Luce backed up again, farther this time. She practically slammed into the base of the statue, and could feel the gritty stone foot of the angel scraping her back. A second, darker, colder shadow whooshed over them. She could have sworn Daniel shivered along with her.

And then the deep groan of something heavy startled them both. Luce gasped as the top of the marble statue teetered over them, like a tree branch swaying in the breeze. For a second, it seemed to hover in the air.

Luce and Daniel stood staring at the angel. Both of them knew it was on its way down. The angel’s head bowed slowly toward them, like it was praying—and then the whole statue picked up speed as it started hurtling down. Luce felt Daniel’s hand wrap around her waist instantly, tightly, like he knew exactly where she began and where she ended. His other hand covered her head and forced her down just as the statue toppled over them. Right where they’d been standing. It landed with a massive crash—headfirst in the mud, with its feet still resting on the plinth, leaving a little triangle underneath, where Daniel and Luce crouched.

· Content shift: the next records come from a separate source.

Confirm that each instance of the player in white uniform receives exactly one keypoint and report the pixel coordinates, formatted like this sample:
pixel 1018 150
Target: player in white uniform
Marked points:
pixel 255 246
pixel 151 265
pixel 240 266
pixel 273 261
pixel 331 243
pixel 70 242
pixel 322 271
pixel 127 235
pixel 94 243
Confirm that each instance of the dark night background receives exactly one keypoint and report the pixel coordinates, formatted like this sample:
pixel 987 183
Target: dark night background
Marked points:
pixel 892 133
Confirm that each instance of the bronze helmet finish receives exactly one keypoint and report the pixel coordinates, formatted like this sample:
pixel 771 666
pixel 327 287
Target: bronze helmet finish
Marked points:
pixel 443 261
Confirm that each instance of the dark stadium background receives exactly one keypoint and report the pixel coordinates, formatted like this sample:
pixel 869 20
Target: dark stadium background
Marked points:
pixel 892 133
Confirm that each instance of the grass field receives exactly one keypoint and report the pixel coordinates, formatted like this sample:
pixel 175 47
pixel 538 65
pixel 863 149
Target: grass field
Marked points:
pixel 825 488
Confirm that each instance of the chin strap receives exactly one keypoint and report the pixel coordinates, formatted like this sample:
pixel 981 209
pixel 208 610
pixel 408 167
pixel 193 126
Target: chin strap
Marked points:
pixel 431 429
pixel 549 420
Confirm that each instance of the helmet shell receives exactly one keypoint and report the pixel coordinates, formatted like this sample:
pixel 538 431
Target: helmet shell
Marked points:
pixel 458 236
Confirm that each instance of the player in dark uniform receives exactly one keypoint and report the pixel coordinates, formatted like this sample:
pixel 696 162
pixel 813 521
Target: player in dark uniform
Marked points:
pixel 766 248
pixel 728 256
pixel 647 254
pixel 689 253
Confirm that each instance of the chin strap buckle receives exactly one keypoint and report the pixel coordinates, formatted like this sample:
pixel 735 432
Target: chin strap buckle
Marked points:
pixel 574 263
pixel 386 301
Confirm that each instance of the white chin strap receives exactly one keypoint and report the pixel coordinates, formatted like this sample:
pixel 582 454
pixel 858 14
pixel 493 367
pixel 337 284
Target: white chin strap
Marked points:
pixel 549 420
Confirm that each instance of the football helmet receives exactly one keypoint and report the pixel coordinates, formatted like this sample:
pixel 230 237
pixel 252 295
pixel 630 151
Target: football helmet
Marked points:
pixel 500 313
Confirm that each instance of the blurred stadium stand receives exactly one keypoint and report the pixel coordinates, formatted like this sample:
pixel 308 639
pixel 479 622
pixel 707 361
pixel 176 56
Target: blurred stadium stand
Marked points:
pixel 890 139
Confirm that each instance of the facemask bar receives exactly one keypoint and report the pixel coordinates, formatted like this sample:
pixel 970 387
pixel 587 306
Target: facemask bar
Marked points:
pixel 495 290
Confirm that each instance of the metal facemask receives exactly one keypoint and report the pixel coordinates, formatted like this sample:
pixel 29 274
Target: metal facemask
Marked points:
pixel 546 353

They were panting, nose to nose, Daniel’s eyes scared. Between their bodies and the statue, there were only a few inches of space.

“Luce?” he whispered.

All she could do was nod.

His eyes narrowed. “What did you see?”

Then a hand appeared and Luce felt herself being pulled out of the space under the statue. There was a scraping against her back and then a waft of air. She saw the flicker of daylight again. The detention crew stood gaping, except for Ms. Tross, who was glaring, and Cam, who helped Luce to her feet.

“Are you okay?” Cam asked, running his eyes over her for scrapes and bruises and brushing some dirt from her shoulder. “I saw the statue coming down and I ran over to try and stop it, but it was already … You must have been so terrified.”

Luce didn’t respond. Terrified was only part of how she’d felt.

Daniel, already on his feet, didn’t even turn around to see whether she was okay or not. He just walked away.

Luce’s jaw dropped as she watched him go, as she watched everyone else seem not to care that he had bailed.

“What did you do?” Ms. Tross asked.

“I don’t know. One minute, we were standing there”—Luce glanced at Ms. Tross—“um, working. The next thing I knew, the statue just fell over.”

The Albatross bent down to examine the shattered angel. Its head had cracked straight down the middle. She started muttering something about forces of nature and old stones.

But it was the voice at Luce’s ear that stayed with her, even after everyone else had gone back to work. It was Molly, just inches behind her shoulder, who whispered, “Looks like someone should start listening when I give advice.”

FIVE

THE INNER CIRCLE


“Don’t ever scare me like that again!” Callie reprimanded Luce on Wednesday evening.

It was just before sundown and Luce was folded into the Sword & Cross phone cubby, a tiny beige confine in the middle of the front office area. It was far from private, but at least no one else was loafing around. Her arms were still sore from the graveyard shift at yesterday’s detention, her pride still wounded from Daniel’s fleeing the second they’d been pulled out from under the statue. But for fifteen minutes, Luce was trying hard to push all that out of her mind, to soak up every blissfully frantic word her best friend could spit out in the allotted time. It felt so good to hear Callie’s high-pitched voice, Luce almost didn’t care that she was being yelled at.